Sussex Police chief constable to step down
The chief constable of Sussex Police has announced he will be stepping down after more than 30 years’ service.
Giles York has been the most senior police officer in the county since 2014 and has led Sussex Police through “one of the most extraordinary and difficult periods in policing history”.
Mr York, who awarded the Queen’s Police Medal in the 2015 New Year Honours list, said: “It has been an absolute privilege to have been a police officer for more than 30 years, to have worked with so many fantastic, hard-working, loyal and selfless people, and an honour to have protected and served the public.”
He added: “I have been lucky enough to have enjoyed a career that has been as rewarding as it has been challenging – from beat officer to the most senior detective in charge of policing the ports in Kent, to the operational world of counter-terrorism and serious organised crime in South Wales.
“As a chief officer for the past 11 years, I have led Sussex Police through what has been one of the most extraordinary and difficult periods in policing history. During that time, I am proud to have cultivated an increasingly diverse organisation that begins to reflect the communities we serve.
“UK policing rightly remains the envy of people in both the public and private sector world over. Despite this, I find the intelligence and professionalism found within policing is still largely overlooked and this still needs to change.”
Mr York said his decision to leave the service had not been an easy one and follows “much soul searching” with his family.
“There are so many compelling reasons to stay. However, anyone in policing will know, the impact of this job on you and your family cannot be under-estimated,” he said. “It has been through their unwavering support that I have been able to carry out my public duty for all these years and now is the right time for me to give back. Knowing the challenges of policing so well, my colleagues will always have my undaunted support and admiration for the difference they make every day.”
Sussex police and crime commissioner (PCC) Katy Bourne said she had been pleased to appoint Mr York to lead Sussex Police as chief constable for the past six years.
“I have really enjoyed working with him throughout my years as PCC and have tremendous respect for his integrity, his enthusiasm for digital innovation and especially his commitment to equality and diversity in policing,” she added.
“Mr York had to lead the force through a major transformation in local policing that was undeniably difficult for officers and staff and often unpopular with our communities. To his enormous credit, he has listened to the public and to me, and delivered on the promise to improve policing visibility in our neighbourhoods now that more resources have become available.
“During his tenure as chief constable, Sussex Police has made huge strides in how it deals with domestic violence, rape and sexual assault and with previously under-reported crimes like stalking.”
Ms Bourne said Mr York has instituted an “agile culture of learning and continuous improvement, which his successor can build on”.
“I’d like to thank him for his candour in our weekly meetings and recognise his genuine commitment to his staff and to keeping the public safe,” she said. “I wish him every success in the next step in what has been an exemplary and selfless career in public service.”
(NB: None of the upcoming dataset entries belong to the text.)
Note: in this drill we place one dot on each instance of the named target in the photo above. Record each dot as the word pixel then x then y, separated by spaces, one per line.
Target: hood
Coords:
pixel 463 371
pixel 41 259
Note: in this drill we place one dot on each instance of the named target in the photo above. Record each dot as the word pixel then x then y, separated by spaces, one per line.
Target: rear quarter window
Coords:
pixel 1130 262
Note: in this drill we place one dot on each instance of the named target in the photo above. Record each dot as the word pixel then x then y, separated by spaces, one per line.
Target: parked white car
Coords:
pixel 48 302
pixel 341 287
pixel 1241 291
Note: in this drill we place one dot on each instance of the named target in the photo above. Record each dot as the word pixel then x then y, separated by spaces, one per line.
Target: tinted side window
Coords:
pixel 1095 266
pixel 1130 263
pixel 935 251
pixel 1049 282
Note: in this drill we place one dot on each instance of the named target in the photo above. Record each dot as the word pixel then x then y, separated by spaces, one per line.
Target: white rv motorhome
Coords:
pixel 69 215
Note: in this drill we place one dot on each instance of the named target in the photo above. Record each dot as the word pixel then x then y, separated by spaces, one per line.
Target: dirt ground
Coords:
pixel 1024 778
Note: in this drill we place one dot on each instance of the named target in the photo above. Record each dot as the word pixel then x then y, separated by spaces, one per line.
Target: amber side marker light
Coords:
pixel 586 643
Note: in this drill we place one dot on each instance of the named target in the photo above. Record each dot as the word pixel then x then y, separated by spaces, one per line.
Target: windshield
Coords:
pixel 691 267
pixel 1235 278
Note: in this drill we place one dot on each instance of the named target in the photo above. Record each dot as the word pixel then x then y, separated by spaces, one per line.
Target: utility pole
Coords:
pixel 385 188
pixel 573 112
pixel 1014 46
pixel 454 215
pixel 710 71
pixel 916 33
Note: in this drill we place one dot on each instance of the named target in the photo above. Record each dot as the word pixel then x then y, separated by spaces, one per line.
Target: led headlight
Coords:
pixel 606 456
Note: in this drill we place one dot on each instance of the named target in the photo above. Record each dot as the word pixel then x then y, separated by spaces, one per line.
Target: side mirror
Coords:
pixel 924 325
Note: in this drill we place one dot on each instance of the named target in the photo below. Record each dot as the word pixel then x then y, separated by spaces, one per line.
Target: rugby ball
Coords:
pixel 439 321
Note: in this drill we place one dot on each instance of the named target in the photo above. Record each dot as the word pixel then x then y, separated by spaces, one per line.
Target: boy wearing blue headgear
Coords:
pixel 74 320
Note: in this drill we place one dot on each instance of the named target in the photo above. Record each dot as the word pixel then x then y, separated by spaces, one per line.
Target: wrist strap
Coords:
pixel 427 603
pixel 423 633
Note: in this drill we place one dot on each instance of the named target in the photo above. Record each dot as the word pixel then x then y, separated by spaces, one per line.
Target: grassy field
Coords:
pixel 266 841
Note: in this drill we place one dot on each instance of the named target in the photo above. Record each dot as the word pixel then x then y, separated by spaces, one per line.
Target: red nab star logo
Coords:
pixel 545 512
Mr York started his police service in Maidstone with Kent Police in 1990 and was promoted through a number of operational areas, leaving as head of Special Branch in 2004.
He was appointed assistant chief constable with South Wales Police in 2005 where he was the lead for local policing, operational policing and crime and also led the Welsh counter-terrorism and serious and organised crime teams. He was appointed deputy chief constable at Sussex Police in 2008 and became chief constable in 2014.
Sussex Police said Mr York had been a “leading light nationally” in promoting equality policing, adding: “He is a champion of inclusive employment across all aspects of diversity with Sussex Police regularly featuring in the Stonewall top 100 employers.
“As UN Women’s global law enforcement champion for HeForShe, Mr York has secured a pledge from every force to promote greater representation of women in senior roles and tackle gender-based violence. He has received special recognition for his work in advancing gender equality in policing.”
Mr York is vice-chair of the National Police Chiefs’ Council and the National Police Business Area lead for workforce futures. He also led the Minerva programme, providing opportunity for 25 forces to work towards using common business processes.
He is the national senior responsible officer for Digital First, identifying the best way for the digital transfer of evidence through policing and across to the criminal justice system, and for intellectual property crime.
Mr York, who is a trustee of the Police Arboretum Memorial Trust, the charity behind plans for the UK’s first national police memorial, will leave in the summer.
Ms Bourne is expected to announce details of the procedure to recruit the next chief constable in the coming weeks.